Tag: writing

  • Mold in sight.

    What I didn’t know about writing is that you are supposed to have a plan first, a graph, a map, an idea, an outline, something for the words to fall into, that you don’t just stand there empty handed and catching them as they fall.

    I felt like a neglectful writer, unskilled, untaught and uncaring, yet as I step back and see the overview, I am astonished how hard most writers make it.

    It seems they are trying to predict the unpredictable, like trying to control reality, or planning for an unknown future.

    As I look upon my first 46 years of living, I had structure, I had rules of a religion to follow, and I had to fit into that, foregoing all my instincts and passion.

    My natural spiritual self was whittled down to fit into their mold.

    My mother sculpted this mold, and we had to squeeze ourselves into the walls, making sure we didn’t jut out unbecomingly.

    Our goal was to replicate this mold and make our children to conform to look the same, sound the same, and walk the same, little molds of sameness.

    Kept to the outside were words that didn’t match this mind set, this ideology and beyond their very rigid lines danced wonderful words and ideas in a field of pure potential…forbidden to us congregants.

    We had to disregard all things that didn’t match the mold, and by doing so passed up 99.9% of reality…and lived with .1% of our self.

    This .1% of me is where I began writing from, asking how I had sold so much of myself off and what did I truly believe coming from the base of me.

    From the base of me I ask the question and have no rules as to what comes, or where it takes me, what conclusion we draw, what systems we debunk, there is nothing off limits, there are no walls between me and my words.

    In fact I am tearing down the parts of me that have been crammed into the tight space, and giving life again to the long forgotten parts of me.

    There just simply can’t be a grid to follow, for I have no idea who I am, where I am going or what my purpose is…writing is helping me define who I am.

    I am meeting my words with a blank slate and they are coming from the mold of extreme restriction, so they too are excited not having to guard themselves and their truths.

    We are the clay and the sculptor with no pattern or mold in sight…

  • An Artist with words.

    I have been going to writing classes, listening as Authors speak of their writing techniques and style, it seems they all know what their pattern is called and how it works, and I have yet to hear one who writes like me.

    My words come barreling out, pushing and shoving each other; they are not at all concerned about style and land on the page happy to be free from my tangled mine.

    They are driven by confusion and fear mostly, and feel much better on a clear white paper, all sorted out and explained.

    My writing starts usually with a thread or a nagging and often times a sinking feeling, and it matters not to me or the words how they look after we are done explaining.

    They are all bunched up in my head, running over each other, truths buried beneath the piles of fearful thoughts, overrun with uprooted beliefs and all are wanting the space to sort themselves out.

    A place where they can line up and be seen and felt, acknowledged and labeled correctly, room for separating truth from fiction.

    They are in a hurry and are reckless, heedless to watching where they land and how.

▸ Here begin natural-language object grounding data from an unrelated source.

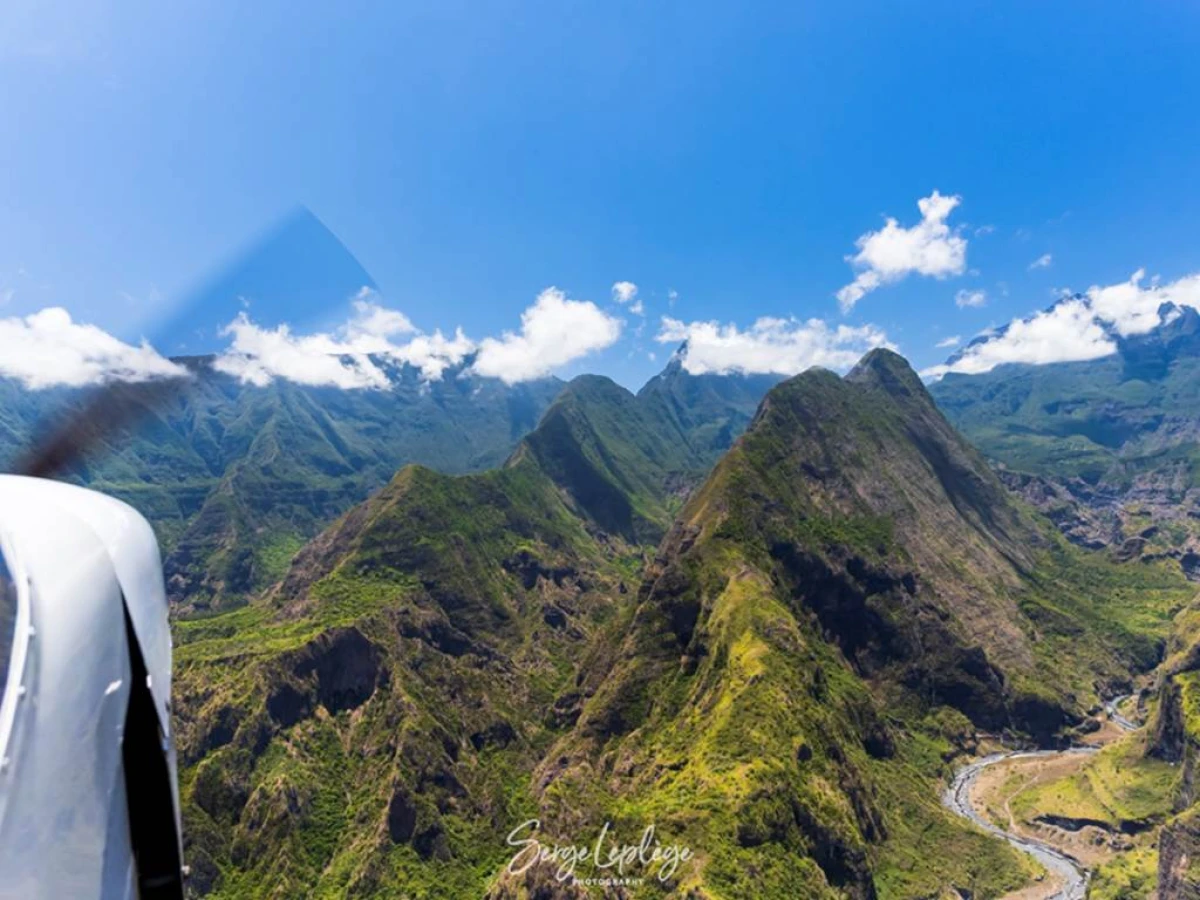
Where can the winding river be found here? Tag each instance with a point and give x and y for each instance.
(958, 798)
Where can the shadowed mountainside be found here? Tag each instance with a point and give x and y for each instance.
(780, 685)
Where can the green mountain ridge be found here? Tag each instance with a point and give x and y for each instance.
(1108, 448)
(235, 478)
(779, 685)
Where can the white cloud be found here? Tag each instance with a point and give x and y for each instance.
(624, 291)
(553, 331)
(47, 348)
(930, 247)
(346, 358)
(1078, 328)
(1133, 310)
(1067, 333)
(769, 345)
(964, 299)
(372, 319)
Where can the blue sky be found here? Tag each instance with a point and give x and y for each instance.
(473, 155)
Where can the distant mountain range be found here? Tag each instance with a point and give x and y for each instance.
(771, 659)
(1109, 448)
(237, 478)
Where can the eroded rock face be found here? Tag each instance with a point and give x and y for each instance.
(346, 666)
(339, 670)
(1179, 859)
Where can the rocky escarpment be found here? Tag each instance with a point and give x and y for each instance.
(1176, 739)
(1179, 858)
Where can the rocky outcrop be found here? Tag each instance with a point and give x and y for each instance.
(1179, 858)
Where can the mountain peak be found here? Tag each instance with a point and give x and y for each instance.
(889, 371)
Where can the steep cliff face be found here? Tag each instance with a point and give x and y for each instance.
(1179, 858)
(849, 587)
(779, 687)
(1175, 737)
(1108, 448)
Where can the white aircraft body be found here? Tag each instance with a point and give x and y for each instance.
(89, 803)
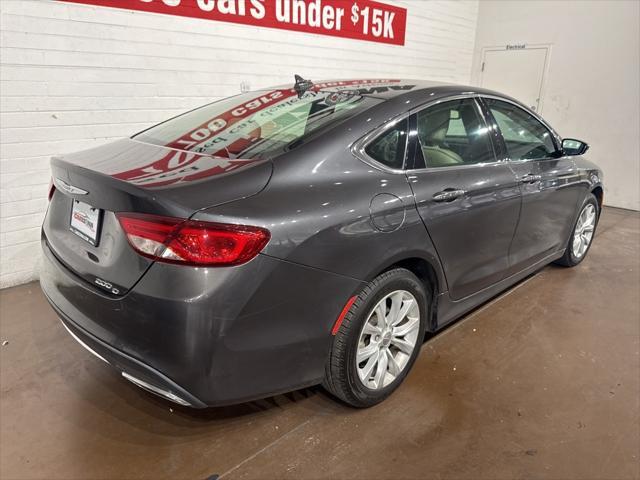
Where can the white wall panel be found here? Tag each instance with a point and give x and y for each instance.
(592, 89)
(75, 76)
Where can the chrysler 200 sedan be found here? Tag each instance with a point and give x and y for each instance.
(307, 234)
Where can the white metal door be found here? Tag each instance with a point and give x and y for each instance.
(516, 72)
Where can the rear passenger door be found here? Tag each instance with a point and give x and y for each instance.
(549, 183)
(468, 200)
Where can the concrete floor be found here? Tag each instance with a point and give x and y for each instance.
(542, 382)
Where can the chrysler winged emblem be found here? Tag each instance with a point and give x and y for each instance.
(69, 188)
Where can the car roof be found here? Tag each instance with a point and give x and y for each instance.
(387, 89)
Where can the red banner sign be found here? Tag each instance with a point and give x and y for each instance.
(357, 19)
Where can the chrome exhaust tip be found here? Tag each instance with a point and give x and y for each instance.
(156, 390)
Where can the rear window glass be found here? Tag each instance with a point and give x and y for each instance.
(389, 147)
(256, 124)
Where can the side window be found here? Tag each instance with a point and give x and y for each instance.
(452, 133)
(525, 136)
(389, 147)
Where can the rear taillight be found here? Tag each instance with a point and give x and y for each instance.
(175, 240)
(52, 189)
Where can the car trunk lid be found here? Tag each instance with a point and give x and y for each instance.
(81, 227)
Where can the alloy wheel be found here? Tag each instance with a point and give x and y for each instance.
(388, 339)
(583, 233)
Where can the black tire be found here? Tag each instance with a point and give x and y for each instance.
(569, 259)
(341, 376)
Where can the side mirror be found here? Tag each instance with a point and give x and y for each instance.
(571, 146)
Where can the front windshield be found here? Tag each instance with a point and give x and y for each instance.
(256, 124)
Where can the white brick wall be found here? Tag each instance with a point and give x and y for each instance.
(74, 76)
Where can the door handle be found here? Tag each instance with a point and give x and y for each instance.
(530, 178)
(448, 195)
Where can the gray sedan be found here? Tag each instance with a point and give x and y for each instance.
(308, 233)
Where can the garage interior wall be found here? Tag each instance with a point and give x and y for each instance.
(592, 85)
(76, 76)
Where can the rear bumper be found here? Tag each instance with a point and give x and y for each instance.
(132, 369)
(208, 336)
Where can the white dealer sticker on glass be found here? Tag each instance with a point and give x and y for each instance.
(85, 222)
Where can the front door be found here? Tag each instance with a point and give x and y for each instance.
(468, 201)
(550, 184)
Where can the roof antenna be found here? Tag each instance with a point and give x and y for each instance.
(302, 86)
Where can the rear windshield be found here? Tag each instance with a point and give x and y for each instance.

Haphazardly flopped they care less about how they look as long as they are felt properly.

    As a writer I have failed in the eyes of the writing teachers, for I have not followed any proven path, but set out on my own and let my words land as they may, letting them be the creators not I.

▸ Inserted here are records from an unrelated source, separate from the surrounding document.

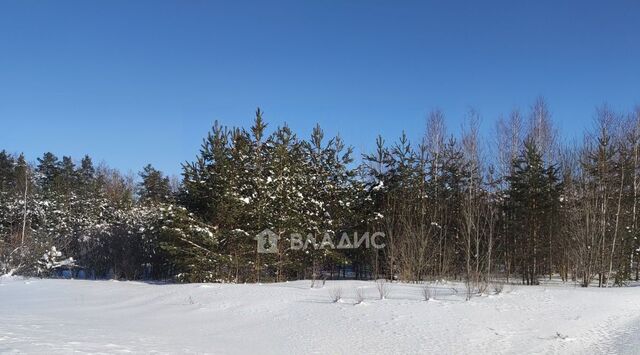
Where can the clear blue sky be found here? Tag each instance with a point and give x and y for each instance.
(136, 82)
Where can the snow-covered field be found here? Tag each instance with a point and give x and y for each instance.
(65, 316)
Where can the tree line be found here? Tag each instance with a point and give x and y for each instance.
(521, 206)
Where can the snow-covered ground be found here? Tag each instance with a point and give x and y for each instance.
(65, 316)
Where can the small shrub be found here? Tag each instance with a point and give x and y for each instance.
(335, 294)
(497, 287)
(383, 288)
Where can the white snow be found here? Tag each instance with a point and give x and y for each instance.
(64, 316)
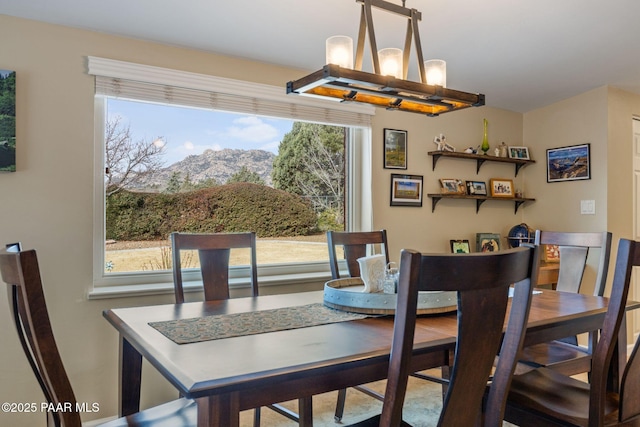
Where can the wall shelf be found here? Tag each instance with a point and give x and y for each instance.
(479, 158)
(436, 197)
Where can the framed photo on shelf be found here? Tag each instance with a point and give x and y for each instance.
(406, 190)
(452, 186)
(571, 163)
(501, 187)
(521, 153)
(460, 246)
(395, 149)
(476, 188)
(487, 242)
(551, 253)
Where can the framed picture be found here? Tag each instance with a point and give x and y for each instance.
(487, 242)
(452, 186)
(551, 253)
(476, 188)
(8, 121)
(406, 190)
(395, 149)
(460, 246)
(571, 163)
(521, 153)
(501, 187)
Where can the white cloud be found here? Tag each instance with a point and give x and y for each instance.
(252, 129)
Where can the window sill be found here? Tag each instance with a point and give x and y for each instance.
(125, 291)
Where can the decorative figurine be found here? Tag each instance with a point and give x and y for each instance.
(485, 139)
(504, 150)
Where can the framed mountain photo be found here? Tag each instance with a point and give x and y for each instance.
(7, 121)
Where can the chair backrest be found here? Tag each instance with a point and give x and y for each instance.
(628, 257)
(213, 251)
(482, 282)
(20, 271)
(355, 245)
(574, 250)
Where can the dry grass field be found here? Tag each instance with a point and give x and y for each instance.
(156, 255)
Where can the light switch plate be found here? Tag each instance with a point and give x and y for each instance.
(587, 207)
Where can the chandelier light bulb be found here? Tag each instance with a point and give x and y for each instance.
(339, 51)
(436, 71)
(390, 62)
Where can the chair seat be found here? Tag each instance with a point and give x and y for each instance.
(374, 422)
(177, 413)
(574, 359)
(559, 396)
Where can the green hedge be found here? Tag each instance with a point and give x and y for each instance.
(227, 208)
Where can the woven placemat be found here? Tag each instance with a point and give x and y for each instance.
(185, 331)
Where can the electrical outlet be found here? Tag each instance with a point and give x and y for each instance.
(587, 207)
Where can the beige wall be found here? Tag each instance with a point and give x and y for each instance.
(419, 228)
(48, 203)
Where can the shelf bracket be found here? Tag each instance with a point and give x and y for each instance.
(434, 160)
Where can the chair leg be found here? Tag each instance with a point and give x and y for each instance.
(342, 396)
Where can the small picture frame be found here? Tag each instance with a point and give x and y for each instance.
(521, 153)
(406, 190)
(487, 242)
(551, 253)
(395, 149)
(452, 186)
(502, 188)
(476, 188)
(448, 147)
(460, 246)
(571, 163)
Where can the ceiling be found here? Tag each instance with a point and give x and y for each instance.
(521, 54)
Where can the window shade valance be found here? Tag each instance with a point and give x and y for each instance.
(154, 84)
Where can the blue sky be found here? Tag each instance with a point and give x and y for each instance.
(187, 131)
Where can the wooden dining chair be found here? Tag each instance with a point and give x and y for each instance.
(355, 244)
(566, 355)
(20, 271)
(545, 397)
(214, 250)
(482, 281)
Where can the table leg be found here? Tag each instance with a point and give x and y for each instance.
(130, 378)
(305, 411)
(219, 410)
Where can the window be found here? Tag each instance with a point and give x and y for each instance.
(182, 129)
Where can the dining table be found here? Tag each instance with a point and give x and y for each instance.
(252, 367)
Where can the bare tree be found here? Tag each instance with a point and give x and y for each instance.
(128, 161)
(327, 169)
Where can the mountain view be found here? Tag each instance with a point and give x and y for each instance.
(211, 164)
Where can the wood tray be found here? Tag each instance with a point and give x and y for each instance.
(347, 295)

    It truly puzzles me how they can know ahead what the words are going to need, how they can have in mind the structure that they will use to express themselves, like map writing, they seem to know where the words are going.

    My words are like vagabonds wandering around or riots of revolting feelings; it would be nearly impossible to know ahead of time where they are going, let alone draw a map ahead of time.

    Perhaps my words and self-expression have been tied up in the dark for too long; guarded, restrained and held in strict beliefs and ideas, that we are not willing to succumb to lying down nicely, instead we run wild in expressive freedom.

    Maybe I am not a writer at all, but an artist with words.

  • I write so I can listen.

    In the Little White church on Finlandia’s campus a poet spoke, his words didn’t rhyme but instead they took us on mini tours into the complex moments on his personal journey. (Randy Freisinger)

    He described his style as narrative and was introduced as an accessible poet, and it didn’t seem it required nothing of us.

    All we had to do was sit back and listen to his tales of youthful freedoms turning naiveté into knowing or be an eavesdropper watching life speed out of control, to the silent wisdom of aging it’s secret never told, into viewing prejudice from where we were grown.

    These wonderful narratives were well written and easy to follow and I guess accessible, but what he didn’t tell us is that we would either feel an affinity with his desire to know or the screaming fear of not wanting to go where he’s been.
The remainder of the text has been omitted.